RESULTS: Initiatives   >   Planning & Budgeting

  • Planning & Budgeting is an iterative, give-and-take process between management and organizational silos to determine how much to spend, where and why, and how best to deploy the company’s various resources. The goal of the process, ideally, is to figure out the best fit between expected volume and capacity constraints, with consideration of the tactical and strategic options at the company’s disposal, so as to achieve maximum profitability.
  • The VDDW approach leverages ABC output as one of its core components, which enables the VDDW to function as the information foundation for Activity-Based Budgeting (ABB), which is a superior approach to the planning & budgeting process.
  • An ABB approach basically entails performing the following general steps in iterative fashion until reaching the optimum combination of tactical & strategic action points, volume forecasts, resource commitments, and planned expenditures:
  • 1. Understand performance hotspots and troublespots. The first step is understanding where the company is making and losing money, at a Net Operating level – by customer, by product, by supplier, by channel, by combinations of the above, and even for isolated transactions that help expose why certain interactions are unprofitable (e.g. – perhaps small orders take more handling and attention than they’re worth…)

    2. Isolate the underlying causes. The next step is understanding why. What is it about the product or segment that makes them profitable or unprofitable? Is it handling efficiency? Are too many resources involved? Are those resources operating at full capacity or is there excess? Is the price too low, or too high? Comparative analysis between partners and products can help isolate issues, as can hunting for extreme outliers that exhibit very high or low performance in one way or another, and comparing to those. Once the underlying causes of performance are discovered, a menu of potential actions presents itself: Change or renegotiate price, eliminate or redeploy excess capacity, institute policy changes, invest in the right productivity tools, tweak processes, etc.

    3. Factor in volume forecasts. Consider how much you expect to buy or sell over the planning horizon, as well as how that forecast changes under different pricing scenarios.

    4. Factor in tactical & strategic options. What can be done to address the underlying drivers of performance identified in #2? Price Changes? People Changes? Policy Changes? Process Changes? Productivity Tools? Purchase or Sell fixed assets? How much will Resource productivity improve leading to reduced cost? How much additional margin will these actions create?

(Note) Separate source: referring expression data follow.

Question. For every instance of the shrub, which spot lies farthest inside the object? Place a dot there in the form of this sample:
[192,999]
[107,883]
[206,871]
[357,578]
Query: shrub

    5. Computing the bottom-line impact of various scenarios. Finally, assemble the above into a collection of scenarios based on different revenue-volume forecasts. Given a certain revenue-volume projection, and considering the tactical & strategic options that can be enacted to boost efficiency, what does the bottom-line look like? Formulaically, take the forecasted volume of a given slice of the business and multiply it by the rate at which that segment will consume the activity (accounting for new efficiencies from actions considered under #4). This will show how many units of capacity will be required (e.g., FTE hours or head count). Multiply the capacity requirement times the cost of that capacity to determine the total expense. Do this over and over for multiple slices of the business, with various forecasting assumptions. Pick the scenario that is most profitable, and deploy funds and resources accordingly in concert with whatever performance-enhancing actions you’ve decided to take.

  • The ABB process is an involved and iterative process, and numerous workflow & productivity tools are appearing on the scene to help companies manage the complexity of the process. But whatever the case, the process requires the right content, and the VDDW approach delivers that content.
  • The VDDW exposes NOP for every segment of the business, along with the drivers of that performance, and the resources consumed, and the cost and capacity of those resources, for every slice of the business, and all supporting business processes. Upon this information foundation, the ABB process rests.